Pruning prunes the graph Go loads, not your dependency count. You depend on exactly the same modules; Go just loads fewer of their go.mod files. The build list (go list -m all) is unchanged.

Pitfall 7 — GOFLAGS=-mod=mod masking tidiness problems

With -mod=mod, Go silently updates go.mod during builds, hiding the "updates needed" error that -mod=readonly would surface. CI then never catches a contributor who forgot to tidy. Fix: rely on the -mod=readonly default; do not set -mod=mod globally.

Self-Assessment

You can move on to senior.md when you can:

  • Define the pruned graph precisely (not just "direct dependencies")
  • Explain why the indirect block is required for correctness, not convenience
  • Describe lazy module loading and how it relates to pruning
  • Predict how go mod graph output changes across the 1.16/1.17 boundary
  • Use go mod tidy -go=1.16 vs -go=1.17 and explain the different indirect sets
  • Explain what -compat preserves and when you must set it
  • List the operations that force the full graph to load
  • State the pruning rule for your tests vs your dependencies' tests
  • Explain why pruning does not change MVS's selected versions
  • Diagnose every error in the "Common Errors" section from a one-line message

Summary

Module graph pruning replaces the full transitive closure of require edges with a graph that follows the import graph: the main module, the modules supplying packages it builds and tests, and those modules' immediate recorded requirements — stopping before the deep, never-imported tails. Because that pruning removes information Go used to load at build time, the main module's go.mod records a larger set of // indirect requirements, making it self-contained: the build list is computable from go.mod plus the go.mod of relevant go 1.17+ dependencies.

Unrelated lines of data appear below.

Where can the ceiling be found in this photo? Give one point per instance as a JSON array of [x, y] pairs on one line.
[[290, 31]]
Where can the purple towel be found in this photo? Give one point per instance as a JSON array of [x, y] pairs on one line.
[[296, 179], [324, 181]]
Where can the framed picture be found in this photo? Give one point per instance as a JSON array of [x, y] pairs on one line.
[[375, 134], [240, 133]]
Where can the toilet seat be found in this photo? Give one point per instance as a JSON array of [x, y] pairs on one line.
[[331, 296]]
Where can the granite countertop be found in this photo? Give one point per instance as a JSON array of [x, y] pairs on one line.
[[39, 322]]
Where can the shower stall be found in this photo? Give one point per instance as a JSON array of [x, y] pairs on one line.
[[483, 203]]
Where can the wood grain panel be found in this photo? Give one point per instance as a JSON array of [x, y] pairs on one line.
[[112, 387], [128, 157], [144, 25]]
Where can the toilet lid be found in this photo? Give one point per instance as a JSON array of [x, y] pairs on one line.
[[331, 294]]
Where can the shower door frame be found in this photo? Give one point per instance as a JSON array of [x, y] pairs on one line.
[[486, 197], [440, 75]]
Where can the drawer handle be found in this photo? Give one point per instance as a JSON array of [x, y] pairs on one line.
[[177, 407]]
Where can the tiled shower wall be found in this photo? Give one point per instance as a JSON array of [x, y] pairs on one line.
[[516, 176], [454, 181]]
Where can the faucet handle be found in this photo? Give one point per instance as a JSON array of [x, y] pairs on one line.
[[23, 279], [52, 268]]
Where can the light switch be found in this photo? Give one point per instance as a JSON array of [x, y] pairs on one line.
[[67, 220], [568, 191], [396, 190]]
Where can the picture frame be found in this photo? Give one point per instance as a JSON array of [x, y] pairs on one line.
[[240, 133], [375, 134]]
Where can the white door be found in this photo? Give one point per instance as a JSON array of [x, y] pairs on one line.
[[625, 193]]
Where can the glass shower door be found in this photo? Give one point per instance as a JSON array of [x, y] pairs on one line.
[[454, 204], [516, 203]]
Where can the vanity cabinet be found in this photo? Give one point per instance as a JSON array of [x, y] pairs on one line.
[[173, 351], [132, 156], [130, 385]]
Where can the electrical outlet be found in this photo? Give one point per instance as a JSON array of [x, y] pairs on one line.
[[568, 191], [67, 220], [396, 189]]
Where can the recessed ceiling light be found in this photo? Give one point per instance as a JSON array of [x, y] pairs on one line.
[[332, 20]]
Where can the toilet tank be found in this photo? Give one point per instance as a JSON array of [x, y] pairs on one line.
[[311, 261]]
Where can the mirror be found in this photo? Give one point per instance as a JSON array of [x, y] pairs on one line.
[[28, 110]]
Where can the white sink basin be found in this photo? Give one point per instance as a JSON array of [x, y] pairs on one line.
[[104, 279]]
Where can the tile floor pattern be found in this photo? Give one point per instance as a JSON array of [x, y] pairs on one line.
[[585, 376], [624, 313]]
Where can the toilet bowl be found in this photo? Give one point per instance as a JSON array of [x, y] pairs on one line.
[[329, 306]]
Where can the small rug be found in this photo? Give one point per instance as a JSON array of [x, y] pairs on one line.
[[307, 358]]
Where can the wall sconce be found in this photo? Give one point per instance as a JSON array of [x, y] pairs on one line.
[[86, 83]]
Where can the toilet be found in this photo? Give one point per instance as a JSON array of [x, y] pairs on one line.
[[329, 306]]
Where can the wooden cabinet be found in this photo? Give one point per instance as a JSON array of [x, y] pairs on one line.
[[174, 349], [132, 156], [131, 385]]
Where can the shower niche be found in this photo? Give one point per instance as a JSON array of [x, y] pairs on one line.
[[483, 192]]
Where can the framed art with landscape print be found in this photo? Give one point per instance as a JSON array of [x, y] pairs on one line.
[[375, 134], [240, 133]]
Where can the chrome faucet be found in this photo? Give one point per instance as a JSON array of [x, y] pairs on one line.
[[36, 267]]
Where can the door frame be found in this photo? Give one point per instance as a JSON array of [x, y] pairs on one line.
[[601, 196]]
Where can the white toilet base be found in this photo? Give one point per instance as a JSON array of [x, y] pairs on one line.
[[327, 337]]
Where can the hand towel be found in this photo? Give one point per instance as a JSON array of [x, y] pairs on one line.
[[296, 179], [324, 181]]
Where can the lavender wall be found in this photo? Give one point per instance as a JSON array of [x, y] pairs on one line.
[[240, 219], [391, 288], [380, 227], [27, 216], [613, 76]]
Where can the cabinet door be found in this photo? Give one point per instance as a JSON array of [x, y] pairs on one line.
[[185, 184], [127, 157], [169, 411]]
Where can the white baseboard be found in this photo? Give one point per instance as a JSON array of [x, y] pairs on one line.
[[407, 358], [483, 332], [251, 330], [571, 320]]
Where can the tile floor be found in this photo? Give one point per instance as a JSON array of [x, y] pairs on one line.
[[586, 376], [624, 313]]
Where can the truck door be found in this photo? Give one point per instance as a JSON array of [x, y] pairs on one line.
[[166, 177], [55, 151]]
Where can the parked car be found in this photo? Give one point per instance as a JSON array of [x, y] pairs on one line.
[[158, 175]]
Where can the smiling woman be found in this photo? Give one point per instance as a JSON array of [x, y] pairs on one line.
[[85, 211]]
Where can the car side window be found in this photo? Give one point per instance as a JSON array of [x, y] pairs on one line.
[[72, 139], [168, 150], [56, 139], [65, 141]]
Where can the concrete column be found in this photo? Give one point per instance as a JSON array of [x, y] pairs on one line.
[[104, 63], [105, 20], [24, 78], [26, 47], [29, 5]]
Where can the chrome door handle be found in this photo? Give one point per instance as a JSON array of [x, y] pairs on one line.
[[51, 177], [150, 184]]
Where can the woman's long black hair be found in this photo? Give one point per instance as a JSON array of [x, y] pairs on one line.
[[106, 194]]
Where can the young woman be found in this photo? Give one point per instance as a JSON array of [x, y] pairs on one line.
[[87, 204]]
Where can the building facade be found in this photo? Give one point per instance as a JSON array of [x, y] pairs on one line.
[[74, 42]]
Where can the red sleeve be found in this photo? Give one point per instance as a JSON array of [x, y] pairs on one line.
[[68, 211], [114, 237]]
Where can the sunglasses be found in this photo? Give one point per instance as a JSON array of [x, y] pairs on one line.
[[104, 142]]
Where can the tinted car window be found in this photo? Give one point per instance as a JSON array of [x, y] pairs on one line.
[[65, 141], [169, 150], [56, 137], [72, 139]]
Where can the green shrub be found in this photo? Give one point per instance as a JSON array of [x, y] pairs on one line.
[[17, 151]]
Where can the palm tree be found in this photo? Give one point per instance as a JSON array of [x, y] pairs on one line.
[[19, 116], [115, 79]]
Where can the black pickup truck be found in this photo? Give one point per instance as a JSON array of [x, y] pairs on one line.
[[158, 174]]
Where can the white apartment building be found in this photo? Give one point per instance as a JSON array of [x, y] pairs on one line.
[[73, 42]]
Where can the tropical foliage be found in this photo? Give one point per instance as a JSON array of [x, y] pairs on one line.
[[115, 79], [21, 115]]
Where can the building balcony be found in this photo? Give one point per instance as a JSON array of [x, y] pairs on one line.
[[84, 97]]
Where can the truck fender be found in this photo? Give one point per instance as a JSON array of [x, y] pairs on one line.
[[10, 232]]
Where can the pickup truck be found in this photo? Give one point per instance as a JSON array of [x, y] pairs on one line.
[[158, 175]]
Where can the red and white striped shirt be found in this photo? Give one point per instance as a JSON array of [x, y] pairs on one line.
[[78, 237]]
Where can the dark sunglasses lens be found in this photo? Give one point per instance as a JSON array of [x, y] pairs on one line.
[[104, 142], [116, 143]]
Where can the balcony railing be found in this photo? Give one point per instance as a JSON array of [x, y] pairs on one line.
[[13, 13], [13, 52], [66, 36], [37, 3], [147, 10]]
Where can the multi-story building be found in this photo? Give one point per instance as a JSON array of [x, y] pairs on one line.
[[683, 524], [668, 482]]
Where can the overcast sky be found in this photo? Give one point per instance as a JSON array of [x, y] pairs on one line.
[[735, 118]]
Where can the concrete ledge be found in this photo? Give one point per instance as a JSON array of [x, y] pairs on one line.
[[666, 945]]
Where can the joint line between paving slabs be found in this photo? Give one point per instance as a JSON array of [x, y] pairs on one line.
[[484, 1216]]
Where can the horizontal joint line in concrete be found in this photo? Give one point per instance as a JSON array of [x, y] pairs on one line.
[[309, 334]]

Lazy module loading rides on top, letting most commands answer from go.mod alone. go mod graph reflects the pruned model; go mod tidy -go=1.17 performs the migration; -compat=<older> keeps older toolchains able to load and verify the graph. The full graph is still loaded for tidy, go mod graph, go get of deep-affecting modules, and whenever a go < 1.17 dependency (which is not self-contained) is relevant.

Throughout, MVS is unchanged: pruning is engineered so the pruned graph selects the same versions as the full graph for every imported package. The win is loading cost; the cost is a bigger, but self-contained, go.mod. Keep the directive modern, migrate in a dedicated commit, set -compat to your support floor, pin the toolchain, and let tidy own the indirect block.